Indian Prime Minister Manmohan Singh, here for the summit, will participate in the talks for the pact's launch. Commerce Minister Anand Sharma had said Sunday
the Asean (Association of Southeast Asian Nations) economic ministers had firmed up a draft on it in August and the summit would take a view on it.
"The summit will consider the recommendations and take an appropriate view," Sharma had said. A statement, according to Indian interlocutors here, expected to
issued during the summit will bring more clarity on the status on the regional trade pact.
The negotiations start even as US US President Barack Obama is to convene a meeting here on a Trans-Pacific Partnership (TPP), also to tear down traditional
trade barriers and streamline trade with 10 other countries.

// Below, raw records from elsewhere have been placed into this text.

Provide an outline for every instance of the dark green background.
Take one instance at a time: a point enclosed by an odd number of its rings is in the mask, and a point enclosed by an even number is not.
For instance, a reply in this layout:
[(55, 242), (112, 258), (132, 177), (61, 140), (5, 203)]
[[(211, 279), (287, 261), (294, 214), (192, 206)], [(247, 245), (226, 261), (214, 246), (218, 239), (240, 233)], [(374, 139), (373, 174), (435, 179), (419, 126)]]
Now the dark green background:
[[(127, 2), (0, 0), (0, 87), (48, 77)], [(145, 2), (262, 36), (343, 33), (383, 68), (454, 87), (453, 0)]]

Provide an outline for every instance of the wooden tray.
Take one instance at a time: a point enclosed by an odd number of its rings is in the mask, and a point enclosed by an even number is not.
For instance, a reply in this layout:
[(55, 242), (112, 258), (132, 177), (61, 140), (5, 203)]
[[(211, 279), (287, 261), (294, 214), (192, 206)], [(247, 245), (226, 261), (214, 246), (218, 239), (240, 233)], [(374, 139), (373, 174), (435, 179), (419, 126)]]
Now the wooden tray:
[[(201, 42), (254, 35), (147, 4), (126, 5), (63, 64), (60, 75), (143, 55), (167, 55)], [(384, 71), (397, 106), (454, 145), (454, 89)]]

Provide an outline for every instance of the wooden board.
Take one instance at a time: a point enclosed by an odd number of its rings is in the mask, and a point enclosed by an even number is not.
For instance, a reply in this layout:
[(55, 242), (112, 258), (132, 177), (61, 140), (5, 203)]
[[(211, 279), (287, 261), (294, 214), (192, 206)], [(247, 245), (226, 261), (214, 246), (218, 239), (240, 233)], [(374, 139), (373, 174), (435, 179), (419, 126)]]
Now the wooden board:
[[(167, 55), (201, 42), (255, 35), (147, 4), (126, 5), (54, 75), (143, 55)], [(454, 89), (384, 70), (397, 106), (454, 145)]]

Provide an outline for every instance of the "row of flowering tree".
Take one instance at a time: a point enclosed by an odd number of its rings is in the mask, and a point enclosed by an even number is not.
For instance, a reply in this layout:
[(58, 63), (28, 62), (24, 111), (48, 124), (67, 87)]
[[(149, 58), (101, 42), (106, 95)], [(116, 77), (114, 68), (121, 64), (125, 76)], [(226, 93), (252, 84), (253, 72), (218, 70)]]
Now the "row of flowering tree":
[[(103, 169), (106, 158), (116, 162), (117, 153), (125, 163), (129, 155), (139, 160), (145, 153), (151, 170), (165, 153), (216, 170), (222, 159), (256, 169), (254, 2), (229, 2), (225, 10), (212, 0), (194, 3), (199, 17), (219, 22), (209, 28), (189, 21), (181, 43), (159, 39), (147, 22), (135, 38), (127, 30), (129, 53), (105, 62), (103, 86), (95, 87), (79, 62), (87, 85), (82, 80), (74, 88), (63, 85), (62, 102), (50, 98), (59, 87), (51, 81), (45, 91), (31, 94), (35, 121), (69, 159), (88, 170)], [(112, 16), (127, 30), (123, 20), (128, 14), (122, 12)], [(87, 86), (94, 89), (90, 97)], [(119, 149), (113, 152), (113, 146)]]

The seeds for RCEP were sown last year during the Asean-Plus-Six meeting at Bali.
The grouping comprises 10 Asean members -- Brunei, Cambodia, Indonesia, Laos, Malaysia, Myanmar, Philippines, Singapore, Thailand and Vietnam -- and six
dialogue partners -- Australia, China, India, Japan, South Korea and New Zealand.
Each of the six dialogue partners already have free trade pacts with Asean members. But the US and Russia, which got observer status at the East Asia Summit last
year, neither have such a bilateral treaty with the grouping, nor are they involved in the RCEP.

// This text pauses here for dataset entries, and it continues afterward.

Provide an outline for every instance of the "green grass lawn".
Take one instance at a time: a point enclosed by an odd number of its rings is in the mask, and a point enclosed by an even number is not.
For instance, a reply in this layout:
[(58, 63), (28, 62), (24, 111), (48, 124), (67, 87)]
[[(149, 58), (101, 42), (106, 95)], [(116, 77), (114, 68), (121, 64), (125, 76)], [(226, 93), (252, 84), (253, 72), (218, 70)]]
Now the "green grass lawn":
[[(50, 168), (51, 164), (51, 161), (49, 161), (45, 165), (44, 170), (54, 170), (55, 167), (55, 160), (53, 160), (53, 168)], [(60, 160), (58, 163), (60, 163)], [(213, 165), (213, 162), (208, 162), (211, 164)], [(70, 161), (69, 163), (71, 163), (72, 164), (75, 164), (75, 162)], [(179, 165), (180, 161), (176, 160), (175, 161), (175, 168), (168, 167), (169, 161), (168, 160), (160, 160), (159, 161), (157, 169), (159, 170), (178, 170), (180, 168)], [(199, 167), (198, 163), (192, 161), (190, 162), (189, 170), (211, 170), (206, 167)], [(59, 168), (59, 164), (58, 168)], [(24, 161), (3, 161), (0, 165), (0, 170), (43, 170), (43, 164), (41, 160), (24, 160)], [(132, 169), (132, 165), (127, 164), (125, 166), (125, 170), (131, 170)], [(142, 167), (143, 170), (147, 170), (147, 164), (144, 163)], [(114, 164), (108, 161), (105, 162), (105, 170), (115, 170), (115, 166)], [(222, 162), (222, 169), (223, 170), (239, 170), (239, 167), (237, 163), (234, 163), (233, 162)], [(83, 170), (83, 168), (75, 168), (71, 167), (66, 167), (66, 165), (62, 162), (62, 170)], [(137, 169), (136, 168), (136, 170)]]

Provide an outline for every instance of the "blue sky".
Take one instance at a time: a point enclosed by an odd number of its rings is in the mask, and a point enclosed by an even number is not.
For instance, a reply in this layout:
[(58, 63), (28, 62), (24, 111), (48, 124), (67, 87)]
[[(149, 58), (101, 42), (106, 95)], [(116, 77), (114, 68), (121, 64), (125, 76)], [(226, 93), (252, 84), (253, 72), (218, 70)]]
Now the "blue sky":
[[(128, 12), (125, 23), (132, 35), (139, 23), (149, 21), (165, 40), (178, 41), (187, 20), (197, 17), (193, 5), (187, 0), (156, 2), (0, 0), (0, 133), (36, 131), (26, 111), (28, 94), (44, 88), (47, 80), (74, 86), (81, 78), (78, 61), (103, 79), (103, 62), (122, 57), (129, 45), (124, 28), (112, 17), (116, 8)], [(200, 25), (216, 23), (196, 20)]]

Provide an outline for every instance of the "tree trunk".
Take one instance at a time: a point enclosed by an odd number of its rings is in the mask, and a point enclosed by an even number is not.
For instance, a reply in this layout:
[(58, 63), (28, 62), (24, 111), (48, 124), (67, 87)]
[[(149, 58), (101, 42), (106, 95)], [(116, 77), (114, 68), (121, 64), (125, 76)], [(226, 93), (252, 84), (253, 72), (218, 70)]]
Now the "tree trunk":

Obama is expected to push for the TPP in his meetings Tuesday with six leaders of the TPP present here, namely the New Zealand, Australia, Malaysia, Singapore,
Vietnam and Brunei. The formal talks were launched in early 2010.
New Zealand is chairing the next round of TPP talks in two weeks in Auckland. Obama took leadership of the TPP after hosting the APEC in November last year. It
is the only trade deal that the US is involved in negotiating currently.

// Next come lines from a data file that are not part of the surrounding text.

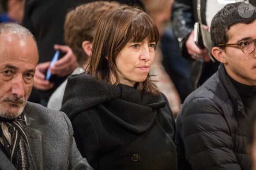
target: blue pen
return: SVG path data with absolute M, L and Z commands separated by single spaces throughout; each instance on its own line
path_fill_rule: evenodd
M 50 68 L 54 65 L 54 64 L 56 62 L 56 61 L 58 60 L 58 58 L 59 57 L 59 54 L 60 54 L 60 51 L 57 50 L 52 61 L 51 61 L 51 63 L 50 64 L 50 66 L 49 68 L 47 69 L 47 72 L 46 73 L 46 76 L 45 77 L 45 80 L 49 80 L 51 77 L 51 73 L 50 72 Z

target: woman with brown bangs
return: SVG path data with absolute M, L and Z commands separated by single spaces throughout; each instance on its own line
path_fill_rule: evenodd
M 68 80 L 61 110 L 78 148 L 95 170 L 176 170 L 175 121 L 149 72 L 158 28 L 142 10 L 105 12 L 87 73 Z

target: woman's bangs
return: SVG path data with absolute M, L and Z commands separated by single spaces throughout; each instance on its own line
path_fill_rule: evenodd
M 157 43 L 159 34 L 152 21 L 139 14 L 132 22 L 126 37 L 128 42 L 139 42 L 148 39 L 150 42 Z

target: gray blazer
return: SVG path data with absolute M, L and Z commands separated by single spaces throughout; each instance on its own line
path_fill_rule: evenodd
M 77 149 L 72 125 L 65 113 L 30 102 L 23 112 L 36 170 L 92 170 Z M 0 148 L 0 169 L 16 169 Z

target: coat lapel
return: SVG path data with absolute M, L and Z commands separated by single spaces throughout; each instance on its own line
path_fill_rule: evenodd
M 13 170 L 16 168 L 10 160 L 10 159 L 6 156 L 3 150 L 0 148 L 0 170 Z
M 30 127 L 27 127 L 26 131 L 35 168 L 36 170 L 42 170 L 43 157 L 41 132 Z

According to diplomats here, the two rival deals spring from the fact that both the US and China are keen to take leadership roles in the integration of Asia-Pacific
region and on what form it should take to suits their interests.
"We're organising trade relations with countries other than China so that China starts feeling more pressure about meeting basic international standards," Obama had
said at a debate with Republican rival Mitt Romney in the run up to the presidential elections.
The mega pact being negotiated between Asean and its six dialogue partners is being seen as another web of regional and sectoral trade talks that have sprung after
the current round of multilateral talks under the World Trade Organisation failed successively.
Towards this end, China, Japan and South Korea are to hold ministerial discussions here Tuesday. "I am optimistic China, Japan and South Korea can reach a
consensus to commence the three-way free trade talks," foreign ministry spokesman Qin Gang said.
According to South Korean Trade Minister Taeho Bark, if the two regional trade pacts do come into existence, they would be similar in economic size to the
European Union.
According to the Organisation for Economic Cooperation and Development (OECD), which released a report here Sunday, Asean nations are expected to average
an annual growth rate of 5.5 percent from 2013-17.